Caríssimos, estas são as riquezas espirituais da santa mãe
Igreja, deste jardim tão fértil, desta fonte da qual emana tanta
riqueza. Imitemos, caríssimos, a mãe Igreja em todas estas
coisas, para que com ela mereçamos contemplar o esposo em seu
esplendor, e com a esposa alcancemos a glória no céu. Tenhamos
também nós um paraíso de romãs, padecendo constantemente
adversidades por Cristo e compadecendo-nos cotidianamente dos
oprimidos.
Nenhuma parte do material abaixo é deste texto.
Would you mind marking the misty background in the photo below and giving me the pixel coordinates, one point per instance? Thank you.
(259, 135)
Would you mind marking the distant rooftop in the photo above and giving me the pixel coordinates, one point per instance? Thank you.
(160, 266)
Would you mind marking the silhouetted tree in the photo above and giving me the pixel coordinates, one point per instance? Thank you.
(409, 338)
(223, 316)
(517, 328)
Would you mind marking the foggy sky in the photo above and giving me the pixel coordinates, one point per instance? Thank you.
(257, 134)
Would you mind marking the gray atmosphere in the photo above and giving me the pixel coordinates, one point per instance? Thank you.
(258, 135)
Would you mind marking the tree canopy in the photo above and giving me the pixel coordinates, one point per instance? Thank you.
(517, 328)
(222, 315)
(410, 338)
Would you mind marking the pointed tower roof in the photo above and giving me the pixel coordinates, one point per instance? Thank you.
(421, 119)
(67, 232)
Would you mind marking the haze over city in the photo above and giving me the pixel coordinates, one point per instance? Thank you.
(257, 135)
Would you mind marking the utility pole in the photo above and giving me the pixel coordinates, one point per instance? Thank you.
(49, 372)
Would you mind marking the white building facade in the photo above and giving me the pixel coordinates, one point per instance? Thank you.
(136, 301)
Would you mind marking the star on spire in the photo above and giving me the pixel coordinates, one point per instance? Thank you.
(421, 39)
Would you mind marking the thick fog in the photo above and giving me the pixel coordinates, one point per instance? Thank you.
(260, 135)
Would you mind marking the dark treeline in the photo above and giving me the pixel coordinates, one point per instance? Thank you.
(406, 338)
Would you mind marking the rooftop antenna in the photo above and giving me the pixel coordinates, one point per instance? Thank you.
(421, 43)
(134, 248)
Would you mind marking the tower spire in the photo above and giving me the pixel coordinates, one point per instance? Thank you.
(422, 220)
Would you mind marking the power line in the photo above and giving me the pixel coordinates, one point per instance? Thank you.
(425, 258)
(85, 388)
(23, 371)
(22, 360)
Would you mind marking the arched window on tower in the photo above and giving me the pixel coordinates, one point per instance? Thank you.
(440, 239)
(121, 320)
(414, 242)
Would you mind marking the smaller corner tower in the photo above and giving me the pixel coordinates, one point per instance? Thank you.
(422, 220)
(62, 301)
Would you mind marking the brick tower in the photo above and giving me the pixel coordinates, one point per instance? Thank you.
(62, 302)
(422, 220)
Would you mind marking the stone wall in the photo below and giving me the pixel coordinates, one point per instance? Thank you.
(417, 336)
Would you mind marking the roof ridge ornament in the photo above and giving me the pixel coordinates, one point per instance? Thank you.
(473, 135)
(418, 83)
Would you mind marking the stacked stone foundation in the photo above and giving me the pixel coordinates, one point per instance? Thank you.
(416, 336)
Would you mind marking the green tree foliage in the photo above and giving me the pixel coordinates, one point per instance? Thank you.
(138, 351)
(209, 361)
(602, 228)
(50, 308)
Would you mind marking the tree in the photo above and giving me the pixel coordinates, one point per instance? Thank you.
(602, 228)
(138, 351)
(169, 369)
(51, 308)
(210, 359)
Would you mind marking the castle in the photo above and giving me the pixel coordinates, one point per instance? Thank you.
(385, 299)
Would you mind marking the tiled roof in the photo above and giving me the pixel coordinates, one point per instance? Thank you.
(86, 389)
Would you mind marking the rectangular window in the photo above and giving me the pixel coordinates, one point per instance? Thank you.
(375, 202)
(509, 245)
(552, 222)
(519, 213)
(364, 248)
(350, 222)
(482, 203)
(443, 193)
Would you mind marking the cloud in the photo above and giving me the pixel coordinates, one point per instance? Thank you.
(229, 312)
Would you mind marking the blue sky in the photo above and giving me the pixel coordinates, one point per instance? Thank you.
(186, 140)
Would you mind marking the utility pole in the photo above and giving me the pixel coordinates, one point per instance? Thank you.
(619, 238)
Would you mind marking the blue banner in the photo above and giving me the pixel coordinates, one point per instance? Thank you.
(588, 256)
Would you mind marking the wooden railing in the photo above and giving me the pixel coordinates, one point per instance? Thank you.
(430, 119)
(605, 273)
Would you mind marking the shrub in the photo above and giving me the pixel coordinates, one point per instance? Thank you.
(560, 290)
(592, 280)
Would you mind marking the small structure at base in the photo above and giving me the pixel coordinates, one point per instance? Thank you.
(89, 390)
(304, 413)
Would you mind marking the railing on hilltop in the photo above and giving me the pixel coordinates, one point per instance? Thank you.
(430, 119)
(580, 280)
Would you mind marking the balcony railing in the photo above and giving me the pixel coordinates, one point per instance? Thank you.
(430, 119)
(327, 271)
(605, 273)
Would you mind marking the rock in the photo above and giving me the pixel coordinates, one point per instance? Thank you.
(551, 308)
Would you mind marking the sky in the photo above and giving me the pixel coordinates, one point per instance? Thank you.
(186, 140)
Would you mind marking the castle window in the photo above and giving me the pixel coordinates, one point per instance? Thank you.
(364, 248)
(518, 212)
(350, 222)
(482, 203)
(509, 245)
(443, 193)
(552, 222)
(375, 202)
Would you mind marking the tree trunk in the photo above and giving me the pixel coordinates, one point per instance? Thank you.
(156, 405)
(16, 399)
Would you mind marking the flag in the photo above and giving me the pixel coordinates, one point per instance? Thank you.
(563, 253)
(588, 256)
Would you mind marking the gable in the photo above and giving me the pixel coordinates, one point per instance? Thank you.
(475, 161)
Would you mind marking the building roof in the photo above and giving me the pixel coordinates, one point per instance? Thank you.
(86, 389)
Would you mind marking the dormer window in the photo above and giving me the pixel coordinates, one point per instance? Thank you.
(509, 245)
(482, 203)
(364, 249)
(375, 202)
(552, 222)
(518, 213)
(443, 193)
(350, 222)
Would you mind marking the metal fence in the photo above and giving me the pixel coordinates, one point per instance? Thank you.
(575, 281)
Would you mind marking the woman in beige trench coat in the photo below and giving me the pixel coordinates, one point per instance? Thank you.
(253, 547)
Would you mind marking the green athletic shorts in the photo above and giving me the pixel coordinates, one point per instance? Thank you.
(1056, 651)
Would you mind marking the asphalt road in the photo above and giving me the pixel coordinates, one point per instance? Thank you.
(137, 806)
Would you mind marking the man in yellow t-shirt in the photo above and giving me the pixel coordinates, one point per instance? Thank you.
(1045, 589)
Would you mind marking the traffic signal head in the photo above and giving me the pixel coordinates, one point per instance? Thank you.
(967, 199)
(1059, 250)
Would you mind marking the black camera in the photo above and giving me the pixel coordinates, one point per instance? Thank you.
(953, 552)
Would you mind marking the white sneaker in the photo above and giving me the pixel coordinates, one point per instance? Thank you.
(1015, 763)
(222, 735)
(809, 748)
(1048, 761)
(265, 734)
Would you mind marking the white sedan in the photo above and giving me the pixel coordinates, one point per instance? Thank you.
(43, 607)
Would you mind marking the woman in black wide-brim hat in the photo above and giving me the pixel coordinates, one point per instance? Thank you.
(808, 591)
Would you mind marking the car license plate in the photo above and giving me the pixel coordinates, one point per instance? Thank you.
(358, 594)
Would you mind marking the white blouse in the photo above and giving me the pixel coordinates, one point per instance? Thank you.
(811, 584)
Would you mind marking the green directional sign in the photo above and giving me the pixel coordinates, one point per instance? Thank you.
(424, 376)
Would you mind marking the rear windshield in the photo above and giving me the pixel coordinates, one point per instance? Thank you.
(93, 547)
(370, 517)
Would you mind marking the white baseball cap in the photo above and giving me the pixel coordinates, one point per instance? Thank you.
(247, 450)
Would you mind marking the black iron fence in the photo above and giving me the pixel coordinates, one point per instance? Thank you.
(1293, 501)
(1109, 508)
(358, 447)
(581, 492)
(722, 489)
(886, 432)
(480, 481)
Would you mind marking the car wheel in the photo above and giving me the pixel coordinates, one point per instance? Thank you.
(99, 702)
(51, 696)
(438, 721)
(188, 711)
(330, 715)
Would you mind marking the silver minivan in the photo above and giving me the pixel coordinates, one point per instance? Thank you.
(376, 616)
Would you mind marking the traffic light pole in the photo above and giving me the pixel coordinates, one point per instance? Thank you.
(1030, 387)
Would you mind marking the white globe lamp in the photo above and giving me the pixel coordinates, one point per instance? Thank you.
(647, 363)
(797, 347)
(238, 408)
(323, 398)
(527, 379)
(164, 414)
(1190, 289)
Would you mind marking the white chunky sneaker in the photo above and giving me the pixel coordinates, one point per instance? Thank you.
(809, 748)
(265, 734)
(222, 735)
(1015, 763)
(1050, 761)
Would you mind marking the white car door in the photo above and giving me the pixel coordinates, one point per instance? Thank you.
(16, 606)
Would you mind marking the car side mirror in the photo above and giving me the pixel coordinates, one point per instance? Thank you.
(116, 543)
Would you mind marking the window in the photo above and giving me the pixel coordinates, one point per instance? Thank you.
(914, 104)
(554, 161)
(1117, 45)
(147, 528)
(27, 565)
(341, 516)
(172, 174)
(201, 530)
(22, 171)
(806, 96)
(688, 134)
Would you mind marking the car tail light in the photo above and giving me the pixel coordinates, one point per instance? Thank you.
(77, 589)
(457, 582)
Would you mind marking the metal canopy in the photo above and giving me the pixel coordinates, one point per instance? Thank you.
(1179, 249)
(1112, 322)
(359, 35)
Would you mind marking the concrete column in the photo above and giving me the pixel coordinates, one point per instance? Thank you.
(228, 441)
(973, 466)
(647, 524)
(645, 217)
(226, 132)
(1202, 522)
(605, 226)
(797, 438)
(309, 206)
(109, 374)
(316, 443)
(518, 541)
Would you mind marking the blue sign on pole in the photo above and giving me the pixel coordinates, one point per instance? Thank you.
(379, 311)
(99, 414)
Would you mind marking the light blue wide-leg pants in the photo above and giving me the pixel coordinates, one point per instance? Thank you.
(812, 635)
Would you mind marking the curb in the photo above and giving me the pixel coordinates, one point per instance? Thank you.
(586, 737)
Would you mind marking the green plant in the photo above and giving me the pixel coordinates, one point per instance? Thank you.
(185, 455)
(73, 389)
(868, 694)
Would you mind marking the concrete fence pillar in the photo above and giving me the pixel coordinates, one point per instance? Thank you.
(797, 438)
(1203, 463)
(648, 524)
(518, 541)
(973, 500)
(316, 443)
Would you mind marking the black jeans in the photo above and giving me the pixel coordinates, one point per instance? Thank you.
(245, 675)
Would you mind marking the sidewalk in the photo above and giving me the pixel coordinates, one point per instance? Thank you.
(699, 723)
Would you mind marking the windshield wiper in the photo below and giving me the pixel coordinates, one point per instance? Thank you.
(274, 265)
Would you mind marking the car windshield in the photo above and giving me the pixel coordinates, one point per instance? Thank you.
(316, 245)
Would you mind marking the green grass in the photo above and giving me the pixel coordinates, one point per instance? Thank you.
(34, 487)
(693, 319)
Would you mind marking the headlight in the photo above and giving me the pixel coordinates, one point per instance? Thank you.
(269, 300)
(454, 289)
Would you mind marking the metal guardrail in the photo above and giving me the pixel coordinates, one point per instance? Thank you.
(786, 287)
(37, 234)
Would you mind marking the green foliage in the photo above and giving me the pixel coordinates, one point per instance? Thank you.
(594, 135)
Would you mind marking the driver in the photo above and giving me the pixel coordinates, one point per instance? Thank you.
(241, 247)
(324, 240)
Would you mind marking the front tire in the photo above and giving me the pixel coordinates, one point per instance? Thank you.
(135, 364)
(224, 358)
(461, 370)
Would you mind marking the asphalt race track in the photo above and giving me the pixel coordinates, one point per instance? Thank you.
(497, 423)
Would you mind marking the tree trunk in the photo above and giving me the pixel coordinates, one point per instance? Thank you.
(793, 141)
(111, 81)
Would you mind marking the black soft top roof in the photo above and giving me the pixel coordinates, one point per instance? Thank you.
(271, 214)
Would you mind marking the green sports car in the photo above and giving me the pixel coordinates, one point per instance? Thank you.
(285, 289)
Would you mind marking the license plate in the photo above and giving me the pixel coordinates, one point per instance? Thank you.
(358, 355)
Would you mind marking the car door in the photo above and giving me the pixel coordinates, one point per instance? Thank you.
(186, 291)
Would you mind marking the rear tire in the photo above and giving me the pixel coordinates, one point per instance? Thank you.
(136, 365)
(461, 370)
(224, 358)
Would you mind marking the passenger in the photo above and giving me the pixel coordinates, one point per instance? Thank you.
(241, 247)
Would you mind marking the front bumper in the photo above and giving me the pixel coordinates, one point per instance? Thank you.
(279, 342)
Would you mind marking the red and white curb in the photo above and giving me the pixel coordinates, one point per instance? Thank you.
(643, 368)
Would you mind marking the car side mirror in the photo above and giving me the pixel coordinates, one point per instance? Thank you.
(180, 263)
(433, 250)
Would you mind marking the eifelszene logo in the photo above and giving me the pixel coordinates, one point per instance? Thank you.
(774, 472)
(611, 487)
Tenhamos cipres, regendo-nos com discernimento.
Tenhamos o nardo, submetendo-nos humildemente aos nossos prelados; o
açafrão, expelindo nossos pecados pelo pranto e pela confissão de
nossos corações; o cinamomo, entoando ação de graças pelos
benefícios recebidos; as árvores do Líbano, exibindo obras de
pureza; a mirra, contendo-nos dos afagos da carne; o aloés,
abstendo-nos também das comidas lícitas; e todos os primeiros
ungüentos, pela posse dos principais dons.
Esta é a via, por ela caminhemos, para que possamos chegar à
felicidade que possuem milhares de santos.
E que para tanto se digne vir em nosso auxílio Jesus Cristo, Nosso
Senhor, que é Deus, bendito pelos séculos.
Amén.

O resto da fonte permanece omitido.